What's Right About The New Atheism

Several years before some of my former classmates would be heading to Woodstock, I spent a memorable Holy Week with a bunch of fellow preachers on a Florida beach, striking up conversations with kids willing to pause long enough in their chugging to do a little praying. The evenings were spent under a big tent in the sand, engaging in coffee-house style give and take on, of all things, the question of what may have happened to God. That week, TIME magazine had put out its famous --- or infamous, depending upon your point of view --- feature, front page and all, of the really big God-is-dead kahuna of that generation, Thomas J.J. Altizer. And neither the magazine nor church folk in general were giving him an even break.

A year later, in connection with my work as a denominational chaplain on a state university campus, Tom and I got it on in front of the student body, and then of local clergy, and I revelled in the experience of listening to people who really understood what the "radical theology" agenda of that generation was all about. It was primarily about, well, theology. Not God, but human statements about God, especially the misstatements.

Altizer, along with Richard Rubenstein, and to a lesser extent Paul van Buren and Harvey Cox, were working overtime to help us understand how many things were wrong about the traditional idea of God that Christian theology had been transmitting for centuries, and to develop a sense of zeal about replacing it with a better one. As a group, what they were after was a new conceptualization that would respect the dynamic, changing essence of deity, that would close the gap between divinity and humanity in the direction of the former, that would substitute hard thinking for mushy doxology in the face of the problem of evil, and that would help people make peace with an increasingly secular society. Altizer and Rubenstein confused things a lot with their sloganesque, "God is dead" talk. But "classical theism" had been dead for a good while, and they knew it.

In the light of this brief bit of nostalgia, perhaps it will come as no surprise that I have been delighting in the break-outs of atheistic thinking in today's popular (actually, wildly popular) writing. For one thing, this generation's final four --- Harris, Dawkins, Hitchens, and Bennett --- are every bit as captivating as the Altizer gang was, and behind their bombast, carefully calibrated of course to produce record royalties in durationless time, there is the same trenchant and important critique of traditional ideas about God that need just as much correcting as they did two generations ago. Further, what these guys have been writing is a whole lot better for our mental health than what we have been getting from most of their ranting and raving opponents.
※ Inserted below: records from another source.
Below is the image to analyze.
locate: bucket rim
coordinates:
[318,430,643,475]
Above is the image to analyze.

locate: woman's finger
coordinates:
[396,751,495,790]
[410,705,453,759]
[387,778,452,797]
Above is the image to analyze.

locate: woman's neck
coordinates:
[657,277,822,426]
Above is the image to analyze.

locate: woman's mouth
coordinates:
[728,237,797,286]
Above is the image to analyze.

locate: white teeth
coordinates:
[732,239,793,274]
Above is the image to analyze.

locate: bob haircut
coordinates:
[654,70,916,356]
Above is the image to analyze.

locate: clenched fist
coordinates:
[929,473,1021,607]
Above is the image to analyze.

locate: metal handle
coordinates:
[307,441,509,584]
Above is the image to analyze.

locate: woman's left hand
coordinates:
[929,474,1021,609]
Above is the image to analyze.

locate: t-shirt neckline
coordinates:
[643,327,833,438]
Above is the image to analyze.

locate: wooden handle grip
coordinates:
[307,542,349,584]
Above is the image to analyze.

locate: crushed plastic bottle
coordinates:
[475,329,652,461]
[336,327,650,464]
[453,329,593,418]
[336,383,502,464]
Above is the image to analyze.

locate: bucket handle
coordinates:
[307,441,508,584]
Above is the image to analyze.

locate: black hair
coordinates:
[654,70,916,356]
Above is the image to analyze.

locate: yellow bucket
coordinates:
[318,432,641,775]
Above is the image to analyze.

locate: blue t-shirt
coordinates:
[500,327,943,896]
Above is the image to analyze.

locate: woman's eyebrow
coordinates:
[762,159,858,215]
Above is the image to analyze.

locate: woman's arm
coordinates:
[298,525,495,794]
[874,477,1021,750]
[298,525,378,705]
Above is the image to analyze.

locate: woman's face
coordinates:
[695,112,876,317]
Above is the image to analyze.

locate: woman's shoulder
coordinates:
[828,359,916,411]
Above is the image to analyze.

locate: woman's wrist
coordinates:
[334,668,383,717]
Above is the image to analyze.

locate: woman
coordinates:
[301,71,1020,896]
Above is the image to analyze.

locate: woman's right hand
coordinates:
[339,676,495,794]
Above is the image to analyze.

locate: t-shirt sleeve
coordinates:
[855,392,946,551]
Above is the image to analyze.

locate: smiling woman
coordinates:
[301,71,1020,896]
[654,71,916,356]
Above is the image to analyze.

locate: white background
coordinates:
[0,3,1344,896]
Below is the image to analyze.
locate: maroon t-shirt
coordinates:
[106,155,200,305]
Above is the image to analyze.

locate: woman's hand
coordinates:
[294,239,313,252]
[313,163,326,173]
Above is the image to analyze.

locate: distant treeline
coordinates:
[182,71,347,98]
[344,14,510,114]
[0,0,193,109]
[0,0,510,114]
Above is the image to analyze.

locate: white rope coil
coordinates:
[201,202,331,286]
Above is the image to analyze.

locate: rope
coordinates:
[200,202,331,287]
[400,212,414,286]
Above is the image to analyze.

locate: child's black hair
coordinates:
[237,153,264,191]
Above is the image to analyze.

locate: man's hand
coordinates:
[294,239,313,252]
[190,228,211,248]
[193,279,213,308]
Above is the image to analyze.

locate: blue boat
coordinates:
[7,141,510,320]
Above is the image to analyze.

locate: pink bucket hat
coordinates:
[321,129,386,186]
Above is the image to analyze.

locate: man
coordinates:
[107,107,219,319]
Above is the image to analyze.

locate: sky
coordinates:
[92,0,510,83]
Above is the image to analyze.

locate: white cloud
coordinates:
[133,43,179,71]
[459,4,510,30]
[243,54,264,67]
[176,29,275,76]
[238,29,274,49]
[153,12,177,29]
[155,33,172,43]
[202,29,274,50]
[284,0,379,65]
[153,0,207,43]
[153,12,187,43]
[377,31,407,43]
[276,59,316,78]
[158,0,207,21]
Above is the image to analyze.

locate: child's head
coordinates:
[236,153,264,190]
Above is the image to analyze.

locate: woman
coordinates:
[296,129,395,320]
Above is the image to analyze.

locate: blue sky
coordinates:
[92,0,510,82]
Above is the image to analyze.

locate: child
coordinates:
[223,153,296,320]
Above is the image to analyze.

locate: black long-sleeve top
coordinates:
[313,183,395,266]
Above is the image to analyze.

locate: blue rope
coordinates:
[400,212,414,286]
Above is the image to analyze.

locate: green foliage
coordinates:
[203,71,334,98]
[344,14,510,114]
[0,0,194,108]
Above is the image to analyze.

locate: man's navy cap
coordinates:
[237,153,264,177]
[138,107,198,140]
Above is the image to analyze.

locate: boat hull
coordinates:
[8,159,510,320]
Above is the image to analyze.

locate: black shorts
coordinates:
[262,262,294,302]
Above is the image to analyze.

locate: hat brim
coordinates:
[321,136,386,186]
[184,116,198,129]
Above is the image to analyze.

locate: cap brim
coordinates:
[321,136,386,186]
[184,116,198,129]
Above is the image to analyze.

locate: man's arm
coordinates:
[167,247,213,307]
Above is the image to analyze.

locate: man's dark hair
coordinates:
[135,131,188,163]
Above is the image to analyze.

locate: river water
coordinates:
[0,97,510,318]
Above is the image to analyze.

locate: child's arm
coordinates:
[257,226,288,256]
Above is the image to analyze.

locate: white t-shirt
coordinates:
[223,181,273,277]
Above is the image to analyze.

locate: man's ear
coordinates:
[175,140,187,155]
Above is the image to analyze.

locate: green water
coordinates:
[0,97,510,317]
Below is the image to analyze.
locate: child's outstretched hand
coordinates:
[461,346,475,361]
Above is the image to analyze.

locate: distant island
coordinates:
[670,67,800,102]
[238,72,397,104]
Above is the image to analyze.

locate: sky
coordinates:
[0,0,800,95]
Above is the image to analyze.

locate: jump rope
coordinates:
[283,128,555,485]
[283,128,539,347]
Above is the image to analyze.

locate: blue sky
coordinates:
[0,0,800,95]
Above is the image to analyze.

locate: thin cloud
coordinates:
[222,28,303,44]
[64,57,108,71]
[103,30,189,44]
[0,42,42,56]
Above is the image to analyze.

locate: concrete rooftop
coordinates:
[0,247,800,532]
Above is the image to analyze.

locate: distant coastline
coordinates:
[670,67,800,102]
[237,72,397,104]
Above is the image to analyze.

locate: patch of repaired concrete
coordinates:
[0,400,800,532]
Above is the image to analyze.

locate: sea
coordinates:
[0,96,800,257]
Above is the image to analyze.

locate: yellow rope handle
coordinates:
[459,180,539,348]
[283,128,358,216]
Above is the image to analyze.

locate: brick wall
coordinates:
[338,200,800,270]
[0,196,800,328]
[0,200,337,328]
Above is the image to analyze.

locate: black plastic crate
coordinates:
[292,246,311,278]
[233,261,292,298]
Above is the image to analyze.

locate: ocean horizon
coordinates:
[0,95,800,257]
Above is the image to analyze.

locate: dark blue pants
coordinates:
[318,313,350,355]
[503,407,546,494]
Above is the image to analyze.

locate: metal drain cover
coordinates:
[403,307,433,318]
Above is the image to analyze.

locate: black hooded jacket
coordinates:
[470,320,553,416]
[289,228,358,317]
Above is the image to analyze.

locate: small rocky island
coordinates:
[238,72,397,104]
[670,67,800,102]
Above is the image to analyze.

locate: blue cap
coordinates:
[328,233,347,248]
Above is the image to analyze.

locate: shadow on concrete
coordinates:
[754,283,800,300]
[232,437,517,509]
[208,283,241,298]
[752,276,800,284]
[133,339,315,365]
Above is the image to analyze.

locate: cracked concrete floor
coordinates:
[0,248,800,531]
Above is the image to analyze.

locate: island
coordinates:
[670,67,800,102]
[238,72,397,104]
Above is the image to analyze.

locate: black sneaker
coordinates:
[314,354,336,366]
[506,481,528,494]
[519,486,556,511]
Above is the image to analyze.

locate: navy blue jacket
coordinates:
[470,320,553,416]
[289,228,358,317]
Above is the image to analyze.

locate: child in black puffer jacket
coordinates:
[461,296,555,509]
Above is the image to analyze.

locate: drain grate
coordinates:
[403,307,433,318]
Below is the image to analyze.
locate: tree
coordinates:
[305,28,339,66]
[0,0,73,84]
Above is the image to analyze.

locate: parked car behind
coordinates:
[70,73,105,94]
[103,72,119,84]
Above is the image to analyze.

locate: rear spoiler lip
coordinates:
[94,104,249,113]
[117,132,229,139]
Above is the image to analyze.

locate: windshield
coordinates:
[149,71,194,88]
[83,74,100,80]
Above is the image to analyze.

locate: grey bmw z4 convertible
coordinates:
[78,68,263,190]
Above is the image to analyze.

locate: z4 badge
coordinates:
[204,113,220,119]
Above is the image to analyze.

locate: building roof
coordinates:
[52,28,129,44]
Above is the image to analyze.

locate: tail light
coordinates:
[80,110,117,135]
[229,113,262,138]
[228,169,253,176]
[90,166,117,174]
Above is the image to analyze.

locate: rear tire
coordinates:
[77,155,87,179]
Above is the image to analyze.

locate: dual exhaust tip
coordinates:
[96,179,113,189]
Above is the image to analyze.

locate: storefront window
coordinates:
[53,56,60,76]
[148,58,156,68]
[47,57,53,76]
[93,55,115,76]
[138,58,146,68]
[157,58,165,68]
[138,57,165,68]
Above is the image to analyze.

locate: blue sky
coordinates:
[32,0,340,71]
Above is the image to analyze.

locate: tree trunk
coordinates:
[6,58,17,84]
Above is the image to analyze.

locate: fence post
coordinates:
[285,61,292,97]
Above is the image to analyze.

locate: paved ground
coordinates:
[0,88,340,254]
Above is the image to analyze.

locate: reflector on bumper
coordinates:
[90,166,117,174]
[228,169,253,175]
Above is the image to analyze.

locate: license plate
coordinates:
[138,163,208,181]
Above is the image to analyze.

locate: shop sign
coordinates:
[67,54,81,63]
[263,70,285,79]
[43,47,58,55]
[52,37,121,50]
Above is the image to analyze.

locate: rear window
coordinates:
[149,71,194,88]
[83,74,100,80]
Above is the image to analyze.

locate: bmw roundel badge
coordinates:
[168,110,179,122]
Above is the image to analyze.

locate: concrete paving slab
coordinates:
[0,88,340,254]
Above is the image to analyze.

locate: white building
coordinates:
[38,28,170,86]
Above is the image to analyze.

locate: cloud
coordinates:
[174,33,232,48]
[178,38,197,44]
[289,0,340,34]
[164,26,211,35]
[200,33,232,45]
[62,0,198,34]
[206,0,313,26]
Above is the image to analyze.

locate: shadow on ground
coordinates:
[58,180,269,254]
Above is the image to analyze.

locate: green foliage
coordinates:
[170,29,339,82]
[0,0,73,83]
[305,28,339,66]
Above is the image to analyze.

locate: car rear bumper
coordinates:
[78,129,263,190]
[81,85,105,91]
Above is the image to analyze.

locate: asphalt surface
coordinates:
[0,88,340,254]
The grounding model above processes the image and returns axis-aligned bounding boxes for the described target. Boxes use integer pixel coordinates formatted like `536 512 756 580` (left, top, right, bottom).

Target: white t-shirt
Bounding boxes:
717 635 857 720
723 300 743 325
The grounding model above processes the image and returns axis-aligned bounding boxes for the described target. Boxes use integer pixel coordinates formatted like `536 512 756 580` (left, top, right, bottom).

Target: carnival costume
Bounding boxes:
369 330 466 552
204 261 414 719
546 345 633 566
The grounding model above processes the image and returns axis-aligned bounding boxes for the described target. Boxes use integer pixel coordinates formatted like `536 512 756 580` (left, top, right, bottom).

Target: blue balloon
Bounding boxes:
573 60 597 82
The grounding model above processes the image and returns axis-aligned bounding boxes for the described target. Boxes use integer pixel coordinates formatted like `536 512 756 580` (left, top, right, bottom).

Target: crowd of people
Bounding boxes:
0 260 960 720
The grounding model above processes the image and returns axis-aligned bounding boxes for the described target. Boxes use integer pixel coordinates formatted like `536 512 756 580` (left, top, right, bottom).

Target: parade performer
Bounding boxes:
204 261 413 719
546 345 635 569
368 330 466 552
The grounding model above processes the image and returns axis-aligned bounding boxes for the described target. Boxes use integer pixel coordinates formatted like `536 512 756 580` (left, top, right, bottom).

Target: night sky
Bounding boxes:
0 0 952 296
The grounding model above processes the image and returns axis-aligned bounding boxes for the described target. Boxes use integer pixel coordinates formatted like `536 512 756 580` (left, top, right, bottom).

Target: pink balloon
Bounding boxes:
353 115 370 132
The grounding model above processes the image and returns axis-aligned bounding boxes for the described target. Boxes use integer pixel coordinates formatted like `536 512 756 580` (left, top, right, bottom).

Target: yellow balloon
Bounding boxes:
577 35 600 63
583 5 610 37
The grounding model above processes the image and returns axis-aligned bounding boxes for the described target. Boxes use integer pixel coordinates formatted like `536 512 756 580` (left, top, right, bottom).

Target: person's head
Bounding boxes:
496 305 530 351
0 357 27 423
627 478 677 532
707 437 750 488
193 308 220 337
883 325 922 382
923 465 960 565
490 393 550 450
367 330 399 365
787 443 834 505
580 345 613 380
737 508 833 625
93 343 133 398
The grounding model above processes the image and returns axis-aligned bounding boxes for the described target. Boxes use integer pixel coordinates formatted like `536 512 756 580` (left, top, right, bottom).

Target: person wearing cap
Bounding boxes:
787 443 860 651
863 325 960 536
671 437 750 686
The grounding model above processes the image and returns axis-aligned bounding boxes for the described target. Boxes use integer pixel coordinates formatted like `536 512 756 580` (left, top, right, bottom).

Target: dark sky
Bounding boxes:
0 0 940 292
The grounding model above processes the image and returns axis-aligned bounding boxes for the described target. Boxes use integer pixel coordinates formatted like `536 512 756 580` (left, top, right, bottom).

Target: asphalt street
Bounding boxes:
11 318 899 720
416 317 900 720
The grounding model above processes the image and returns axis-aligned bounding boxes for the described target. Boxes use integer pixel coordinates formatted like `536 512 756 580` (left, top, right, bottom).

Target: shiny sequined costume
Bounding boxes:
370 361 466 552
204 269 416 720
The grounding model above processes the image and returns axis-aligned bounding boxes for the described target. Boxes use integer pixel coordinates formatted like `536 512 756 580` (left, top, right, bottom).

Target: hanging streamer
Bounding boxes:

As each of these writers in his own way points out, what the world needs now is anything but violence-inciting mythologies, crammed down peoples' intercessory prayers by authoritarian religious establishments hell-bent on doing in anyone and everyone with a different religious coding in their DNA. And what the church needs now is anything but the kind of anti-intellectualism, especially in the form of biology-bashing, that has been losing the more thoughtful of us friends in the secular marketplace for decades. Galileo, finally, is in, but Darwin is still taking his lumps, and that is just downright embarrassing. If you aren't cringing about creationism now decked out in the fancy language of intelligent design, read Natalie Angier's chapter on evolutionary biology in her delightful new book, The Canon: A Whirligig Tour of the Beautiful Basics of Science.

On Easter Sunday those forty years ago, I got asked by a number of my fellow parishioners why, in their word, I chose to "dignify" all those Spring Break shenanigans by showing up on a littered beach with my religious t-shirt on. When I went on to tell about a Good Friday night marathon discussion under our packed tent on the beach, with the death not of Christ, but of God, as the theme, several of them freaked out. I began to see that their take on evangelism was a good bit different from mine. For them, good Christians simply do not give the time of day to God-deniers. For me, the only way to get a hearing for the truth about God at all is to be willing to take all the time in the world with them. Anybody for whom that truth is either not news at all, or not the kind of news that portends good for anybody, is missing a lot from life. And that is something every lover of God should be concerned about.